Sunday, 20 April 2014

What's In The Papers?

In the past, even recent, the trade of history writing was done by people who accessed old records and writings and then presented their findings in varying ways.

There were those who stuck to what was there in the documents some trying to allow for faults and any unreliability.  There were those who used this information for analysis on a limited scale.  The there were those who had grand theories and ideas about the sweep of history.

One reason we had to rely on them was the sheer time, effort and trouble that goes into the research.  This could be immense if trying to disentangle scattered papers or if it meant long and worrying trawls through piles of it.

With increasing digitisation of records it is now possible to do some things very quickly and at the touch of a keyboard.  One area that I find fascinating is in the digitised newspapers where with a little skill you can call up vast amounts of reports very easily.

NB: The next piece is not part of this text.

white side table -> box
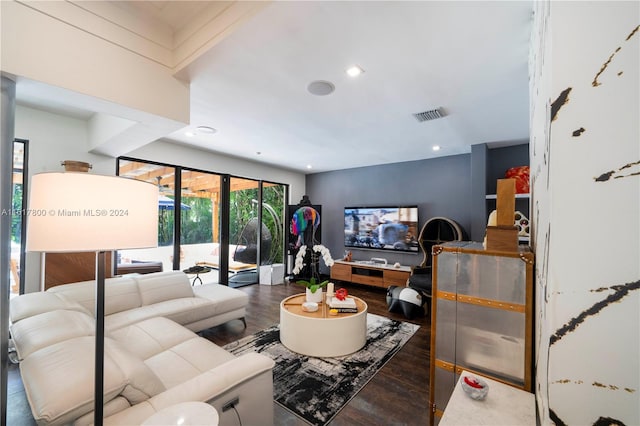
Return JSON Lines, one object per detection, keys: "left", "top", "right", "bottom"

Chasing events and names not just through a limited number of London based national papers but around what comes up from local sources is proving fascinating.  The perspective of major events seen through local eyes is one aspect but the coverage of local interests takes us into the detail of a world that has gone.

Looking for a name from the past revealed surprises.  The assumption was that he was someone of minor interest.  To find him alongside the great and the good and part of his local elite, aristocrats and all.  But one way to look at what was going on is to go down the lists of names to see who was where doing what.

A choice example was the Salisbury Infirmary or Hospital.  Established and based on entirely voluntary contributions its local board attempted to provide medical services in a district that was thought to be of too small a population to support such a facility.  The board and associated committees were not simply local businessmen or such.  Those involved included British aristocrats, gentry, local businessmen and the branches of many mutual organisations for the working class.  

In the late 1930's it was clear that the need to expand was there but against this was an increasing and worrying deficit.  So in came one of the Royal Family, Princess Alice of Gloucester, wife of Prince Henry, third son of King George V, for a state visit in 1937.

There was a huge turnout of everybody who was anything with public and major ceremonial, crowds lining the streets, troops on parade and the whole bang shoot.   A nice touch was when posies where given to the Princess on behalf of the mutual societies they were presented all by girls named Alice.

Following through into 1939 what was striking were the many reports of activity and preparation for war at local level in several ways early in the year.  Whatever was going on at national level the local authorities were doing a great deal to be ready and on their own initiative.

Near 80 years on this kind of melding of national figures, local figures and the people across the country is not just unthinkable today but impossible.  The dead hand of centralisation and big government allied to big media has crushed the life and meaning of local affairs and government.

It is only by seeing directly into the past that we understand how much has been lost never to be regained.

1 comment:

  1. Most of us have a vast amount of history all around us, yet are led to believe that it mostly happened in London or on distant battlefields.